If Andrew Luck and the Indianapolis Colts come out firing on all cylinders against the Baltimore Ravens Sunday, they're going to make the seven-point spread look silly.
This year's No. 1 overall pick has the Colts riding hot into the playoffs, as Indy's reeled off five wins in its last six games. And while Baltimore has faced a tougher second-half schedule, the Ravens head into the wild-card matchup with little momentum.
Since going undefeated in November, John Harbaugh's team hasn't played anything like a division champ.
During the month of December, Baltimore went on a three-game losing streak, including getting blown out by the No. 1 seeded Denver Broncos, 34-17.
A 33-14 win over the New York Giants opened some eyes in Week 16, but the Ravens responded by losing to the division-rival and fellow playoff team Cincinnati Bengals in the regular-season finale.
Looking at these teams from a personnel and X's and O's standpoint, the Colts can actually hang with the Ravens in this matchup. In fact, they could pull off the upset.
While the Ravens still managed to rank sixth in the AFC in takeaways, their defense was anything but elite.
For the first time since 2007, Baltimore finished outside the top three in points allowed. Missing stars Ray Lewis and Lardarius Webb and having other stalwarts like Ed Reed, Haloti Ngata and Terrell Suggs playing at less than 100 percent, the Ravens finished the regular season as the No. 12 scoring defense, surrendering nearly 22 points per game.
It used to be that no one could run the ball against Baltimore's dominant front seven, but injuries at linebacker made that task a whole lot easier for opposing offenses. Opponents averaged about 123 yards per game on the ground—not something Lewis would be proud of.
Although Indianapolis doesn't run the ball particularly well at just 104.4 yards per game, rookie Vick Ballard has come on of late and brings a physical running style to the position.
The 217-pounder turned it on during the second half of the season and finished with 814 rushing yards.
If Indy can at least sprinkle in Ballard and keep Baltimore's defense on its heels, things will open up for Luck and the passing game.
Speaking of Luck, the rookie prodigy turned out to be everything the Colts hoped for and more. He did throw 18 interceptions, but the Colts' offensive system requires him to take chances. With Baltimore's pass rush struggling, Luck could end up having a solid performance, provided he gets time from his offensive line.
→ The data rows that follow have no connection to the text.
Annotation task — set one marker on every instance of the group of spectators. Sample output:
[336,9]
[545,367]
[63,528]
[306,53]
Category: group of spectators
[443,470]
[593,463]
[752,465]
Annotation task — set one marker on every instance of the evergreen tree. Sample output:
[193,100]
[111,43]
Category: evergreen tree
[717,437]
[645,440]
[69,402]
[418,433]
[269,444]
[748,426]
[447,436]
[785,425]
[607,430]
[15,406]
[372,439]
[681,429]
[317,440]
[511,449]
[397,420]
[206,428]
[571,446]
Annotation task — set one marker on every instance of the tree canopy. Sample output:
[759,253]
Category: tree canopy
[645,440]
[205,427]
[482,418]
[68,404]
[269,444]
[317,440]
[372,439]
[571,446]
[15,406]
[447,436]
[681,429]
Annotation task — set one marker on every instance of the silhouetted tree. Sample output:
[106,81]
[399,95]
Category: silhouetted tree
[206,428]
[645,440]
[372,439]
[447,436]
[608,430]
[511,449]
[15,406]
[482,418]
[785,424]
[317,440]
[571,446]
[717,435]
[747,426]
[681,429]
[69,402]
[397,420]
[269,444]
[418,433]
With a vast array of options in rejuvenated star Reggie Wayne, speedy slot man T.Y. Hilton and rookie tight ends Dwayne Allen and Coby Fleener, Luck could expose for the Ravens defense for what it is: average.
While the Colts defense falls in the same category—it might even be slightly below—they still have a devastating pair of pass-rushers in Dwight Freeney and Robert Mathis, the league's fifth-leading tackler in rookie gem Jerrell Freeman and a pair of sticky-handed corners in Vontae Davis and Darius Butler—both of whom were high draft picks back in 2009.
Indy's defense doesn't have to be great in this one, but if they can force a few turnovers against Joe Flacco and limit the damage from Ray Rice, Luck should keep this game much closer than people might think.
Moving over to the NFC, the rematch between Adrian Peterson and the Green Bay Packers should come down to the wire despite the Packers being favored by eight.
Don't think that was a typo folks. Like they did in Week 17, the Minnesota Vikings will ride the AP train as far as it takes them.
The most deserving MVP candidate overcame a devastating knee injury and poor quarterback play and took his team straight to the playoffs.
Oh, and he came within nine yards of breaking the single-season rushing record.
While Peterson won't suit up on defense (is there anyone doubting he really couldn't play on the other side of the ball?), his ability to churn out yards after contact and keep Aaron Rodgers off the field might be the Vikings' best form of defense.
The problem for the Vikings is that Ponder—who's already limited as a QB—doesn't have Percy Harvin (injured reserve) and is left with a very limited receiving corps. King-sized tight end Kyle Rudolph is a great red-zone threat, but the Vikings have to be in scoring position to really take advantage of his length and ability to go up and get the football.
However, Peterson should be able to shred Green Bay's defense again, as the Packers simply didn't have an answer for the league's best back last week.
Provided Minnesota continues to get great blocking up front, it should be able to move the ball on the ground and do just enough in the passing game to limit Rodgers' snaps.
When Rodgers is on the field, however, the story could be different.
The reigning MVP is playing like one again this season, and the Packers boast a terrific number of receiving options. Randall Cobb, Greg Jennings, Jordy Nelson and Jermichael Finley are as good a quartet as you'll find, and the Vikings don't have the secondary depth to stop them.
Ultimately, Green Bay's passing game should prevail in this one, but if Peterson has anything to say about it, these two teams will be battling to the last second to move on to the next round.